Adventureland & Duplicity

It's my current quest to catch up on all the notable (read: at least somewhat critically admired) movies of the first half of the year, now that many are out on DVD. Here are my quick thoughts on a couple of them.

Adventureland (2009)



The movie stars Jesse Eisenberg (who plays a sort of older, less pretentious version of his The Squid and the Whale character) as a Ivy League-grad who ends up working at an amusement park the summer after he graduates. He of course falls in love with a beautiful girl (Kristen Bell of, yes, Twilight, and she's good in this. The movie gets a lot of things right, including the period details. It really look and feels like 1987. I also thought the sense of early-20s ennui and searching was also well done. It's the kind of movie that's really pleasant to watch, very likable, but not necessarily one I'll go back to.

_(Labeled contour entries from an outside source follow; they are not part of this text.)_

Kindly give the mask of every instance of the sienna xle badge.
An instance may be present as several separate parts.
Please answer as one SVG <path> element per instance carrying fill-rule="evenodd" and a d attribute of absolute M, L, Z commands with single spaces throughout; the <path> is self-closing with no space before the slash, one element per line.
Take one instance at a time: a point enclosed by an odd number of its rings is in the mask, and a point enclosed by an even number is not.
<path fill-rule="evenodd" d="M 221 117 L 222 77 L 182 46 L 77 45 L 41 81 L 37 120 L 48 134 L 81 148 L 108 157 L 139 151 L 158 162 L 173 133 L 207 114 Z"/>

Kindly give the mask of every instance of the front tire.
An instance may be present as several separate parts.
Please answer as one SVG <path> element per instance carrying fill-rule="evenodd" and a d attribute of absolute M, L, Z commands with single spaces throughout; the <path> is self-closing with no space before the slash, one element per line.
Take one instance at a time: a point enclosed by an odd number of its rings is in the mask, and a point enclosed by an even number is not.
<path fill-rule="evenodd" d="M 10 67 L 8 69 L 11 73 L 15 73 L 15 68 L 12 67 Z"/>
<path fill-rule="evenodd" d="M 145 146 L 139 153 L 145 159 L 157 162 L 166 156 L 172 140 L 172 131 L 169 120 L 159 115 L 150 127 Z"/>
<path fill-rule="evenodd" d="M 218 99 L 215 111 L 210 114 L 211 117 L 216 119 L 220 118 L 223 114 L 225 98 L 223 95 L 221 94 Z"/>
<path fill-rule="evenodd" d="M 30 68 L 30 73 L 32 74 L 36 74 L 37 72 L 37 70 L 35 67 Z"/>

I think it just lacked a certain umph for me. And I did have a little bit of a complaint about the ending. I'm kind of a stickler for endings, so a good one can probably make me overpraise a movie, and a bad one can make me knock it down a notch. The ending wasn't terrible, but it was predictable and cliched after a movie that seemed pretty natural and organic.

Grade: B

Duplicity (2009)


Those who enjoyed Michael Clayton (as I very much did) will probably also enjoy director Tony Gilroy's Duplicity. It riffs on many of the same formats and ideas, including jigsaw-puzzle construction and a cynical look at corporate culture. Julia Roberts and Clive Owen are a lot of fun as a couple with a relationship we try to figure out throughout the movie. Do they love each other? Are they scheming with or against each other? They're working for rival drug companies, who have a nastiness that intentionally recalls the Cold War. Tom Wilkinson and Paul Giamatti are great as the presidents of their respective companies. This movie is a bit of an homage to Hitchcock, Charade, and other movies of the past where the mood and sexual tension were just as important as the plotlines. The plotlines do get a bit convoluted here, but I enjoyed trying to figure everything out. The movie doesn't have any characters with the depth of George Clooney, Tilda Swinton, or Tom Wilkinson's characters in Michael Clayton, so Duplicity doesn't end up meaning as much to the viewer in the end. I like Tony Gilroy, though. I like the way he makes movies aimed at adults, not teen boys, and he makes the audience do a little work.